Sabe aqueles dias em que parece que um caminhão passou por cima de você? A vida está seguindo em um determinado ritmo, com seus altos e baixos e pequenas agitações e aí de repente, do nada, as coisas se aceleram vertiginosamente. Ou então tudo aquilo que você tinha como certo desmorona e você começa a questionar tudo que viveu até ali. Parece que a vida decidiu nos jogar direto no fogo para a gente ver o que acontece. São momentos divisores de águas: quem eu era antes e quem eu percebo que posso ser agora.
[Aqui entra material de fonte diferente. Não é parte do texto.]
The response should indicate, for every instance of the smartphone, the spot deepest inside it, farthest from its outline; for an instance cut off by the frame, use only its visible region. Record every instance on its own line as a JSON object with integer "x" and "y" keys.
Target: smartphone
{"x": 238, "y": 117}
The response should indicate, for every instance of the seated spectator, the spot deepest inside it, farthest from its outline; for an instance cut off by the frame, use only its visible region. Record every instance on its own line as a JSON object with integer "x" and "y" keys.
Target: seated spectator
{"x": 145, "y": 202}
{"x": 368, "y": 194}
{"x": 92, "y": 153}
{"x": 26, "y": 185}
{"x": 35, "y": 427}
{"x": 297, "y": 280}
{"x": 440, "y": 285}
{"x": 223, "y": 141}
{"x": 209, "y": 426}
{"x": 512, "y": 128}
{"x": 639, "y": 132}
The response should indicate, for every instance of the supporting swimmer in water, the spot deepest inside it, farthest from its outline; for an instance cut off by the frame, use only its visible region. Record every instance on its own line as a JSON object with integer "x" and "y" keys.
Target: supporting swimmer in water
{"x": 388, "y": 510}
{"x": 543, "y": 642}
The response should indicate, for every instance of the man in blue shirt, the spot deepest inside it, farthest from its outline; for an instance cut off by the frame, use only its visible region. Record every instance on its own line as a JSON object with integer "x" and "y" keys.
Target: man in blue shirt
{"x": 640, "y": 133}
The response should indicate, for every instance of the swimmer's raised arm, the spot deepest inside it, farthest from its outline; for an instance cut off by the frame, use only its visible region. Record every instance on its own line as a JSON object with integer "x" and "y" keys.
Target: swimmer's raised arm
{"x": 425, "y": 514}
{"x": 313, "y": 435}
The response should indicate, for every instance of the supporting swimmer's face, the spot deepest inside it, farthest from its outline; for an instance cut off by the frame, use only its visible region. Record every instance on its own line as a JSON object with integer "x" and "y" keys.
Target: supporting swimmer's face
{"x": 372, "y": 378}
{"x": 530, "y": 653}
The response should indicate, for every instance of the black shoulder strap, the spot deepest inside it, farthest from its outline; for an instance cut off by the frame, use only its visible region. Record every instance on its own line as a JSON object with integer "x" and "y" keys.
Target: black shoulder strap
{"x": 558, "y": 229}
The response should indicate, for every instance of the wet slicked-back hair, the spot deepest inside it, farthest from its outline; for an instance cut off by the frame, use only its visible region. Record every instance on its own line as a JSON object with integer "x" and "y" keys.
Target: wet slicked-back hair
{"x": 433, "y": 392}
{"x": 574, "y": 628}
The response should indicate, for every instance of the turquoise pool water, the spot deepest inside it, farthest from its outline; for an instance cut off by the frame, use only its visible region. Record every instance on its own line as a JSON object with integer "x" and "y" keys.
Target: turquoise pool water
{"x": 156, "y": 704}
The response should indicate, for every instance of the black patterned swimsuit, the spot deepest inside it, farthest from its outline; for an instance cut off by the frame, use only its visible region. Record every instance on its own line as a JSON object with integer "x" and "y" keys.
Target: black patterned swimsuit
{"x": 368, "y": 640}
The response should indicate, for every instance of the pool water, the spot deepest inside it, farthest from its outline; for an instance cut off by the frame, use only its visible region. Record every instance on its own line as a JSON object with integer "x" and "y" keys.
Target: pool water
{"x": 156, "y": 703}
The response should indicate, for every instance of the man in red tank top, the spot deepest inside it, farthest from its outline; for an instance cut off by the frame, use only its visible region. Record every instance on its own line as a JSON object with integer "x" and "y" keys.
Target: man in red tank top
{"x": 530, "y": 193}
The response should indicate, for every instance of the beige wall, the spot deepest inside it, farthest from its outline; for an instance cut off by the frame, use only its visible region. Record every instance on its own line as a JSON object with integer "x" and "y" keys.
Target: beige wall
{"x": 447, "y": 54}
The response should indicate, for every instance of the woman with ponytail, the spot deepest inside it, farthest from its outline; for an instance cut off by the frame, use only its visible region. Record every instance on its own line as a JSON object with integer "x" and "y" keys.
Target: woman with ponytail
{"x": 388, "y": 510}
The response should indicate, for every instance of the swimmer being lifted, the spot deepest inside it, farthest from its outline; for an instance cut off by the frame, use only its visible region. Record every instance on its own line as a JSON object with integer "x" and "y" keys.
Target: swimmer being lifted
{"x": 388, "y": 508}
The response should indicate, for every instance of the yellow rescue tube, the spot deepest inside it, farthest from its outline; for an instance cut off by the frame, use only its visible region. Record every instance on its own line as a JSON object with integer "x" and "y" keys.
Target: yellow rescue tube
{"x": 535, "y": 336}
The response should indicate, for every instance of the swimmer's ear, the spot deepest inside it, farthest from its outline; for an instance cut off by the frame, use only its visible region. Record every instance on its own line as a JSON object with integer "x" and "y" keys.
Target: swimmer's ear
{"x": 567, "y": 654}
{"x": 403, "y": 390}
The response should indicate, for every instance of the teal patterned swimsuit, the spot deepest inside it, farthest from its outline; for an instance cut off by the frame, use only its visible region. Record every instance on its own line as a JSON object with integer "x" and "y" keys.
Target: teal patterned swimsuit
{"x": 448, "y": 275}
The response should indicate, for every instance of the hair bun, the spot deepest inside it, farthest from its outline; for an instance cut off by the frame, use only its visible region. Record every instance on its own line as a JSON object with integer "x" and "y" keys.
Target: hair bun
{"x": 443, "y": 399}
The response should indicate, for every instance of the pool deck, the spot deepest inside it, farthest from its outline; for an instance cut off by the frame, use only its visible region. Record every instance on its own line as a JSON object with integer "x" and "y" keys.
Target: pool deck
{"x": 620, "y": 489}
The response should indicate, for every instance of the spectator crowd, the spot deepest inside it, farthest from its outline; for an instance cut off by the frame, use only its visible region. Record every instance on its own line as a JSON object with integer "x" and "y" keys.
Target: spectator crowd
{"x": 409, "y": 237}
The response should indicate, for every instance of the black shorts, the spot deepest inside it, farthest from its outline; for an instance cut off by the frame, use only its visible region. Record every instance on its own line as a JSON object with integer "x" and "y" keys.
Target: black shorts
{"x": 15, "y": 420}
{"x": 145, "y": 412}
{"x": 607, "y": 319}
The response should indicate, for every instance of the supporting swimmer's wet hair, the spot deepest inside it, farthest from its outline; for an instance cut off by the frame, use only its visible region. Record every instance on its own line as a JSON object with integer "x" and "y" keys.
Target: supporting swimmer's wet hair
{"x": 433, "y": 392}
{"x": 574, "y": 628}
Nunca saímos ilesos e, normalmente, deixamos uma trilha de erros e confusões durante esse caos, mas são sempre momentos em que algum tipo de fenda se abre e a gente tem a oportunidade de vislumbrar o mundo de outra forma, diferente daquela que vínhamos trazendo conosco antes. Pode ser bom, pode ser ruim, depende do quanto estamos abertos para abrir mão das certezas que já não tem mais espaço para existir na nossa vida.
Daria para dizer que a adolescência é o momento em que isso acontece: estamos cada dia sempre um pouquinho diferentes do que éramos no dia anterior. Mas esse talvez seja o período em que a coisa está concentrada. A verdade é que a gente passa a vida inteira tendo esses choques entre o que é e o que a gente achava que era.
É por isso que, apesar de Booksmart ou Fora de série (2019, dirigido por Olivia Wilde) ser um filme de comédia adolescente delicioso, levinho e super divertido, ele também traz umas boas coisinhas a pensar para nós que já deixamos a adolescência há um certo tempo.
Nosso passeio de hoje é uma grande aventura de carro pela noite da cidade de Los Angeles, nos Estados Unidos. Aqui vivem Amy (Kaitlyn Dever) e Molly (Beanie Feldstein), duas melhores amigas de infância que fazem tudo juntas e que estão em seu último dia de aulas antes da formatura no ensino médio. Elas são as melhores alunas da turma e se empenharam arduamente para ocupar esse lugar. Enquanto Amy é mais quieta e se envolve mais com ativismos, Molly toma a frente como presidente da turma e não é lá muito popular entre os seus colegas e professores. Mas tanto esforço deu o resultado desejado: ambas foram aceitas nas universidades de elite que sempre sonharam estudar e, especialmente para Molly, esse é só o primeiro passo de um grande planejamento de vida que já está todo traçado.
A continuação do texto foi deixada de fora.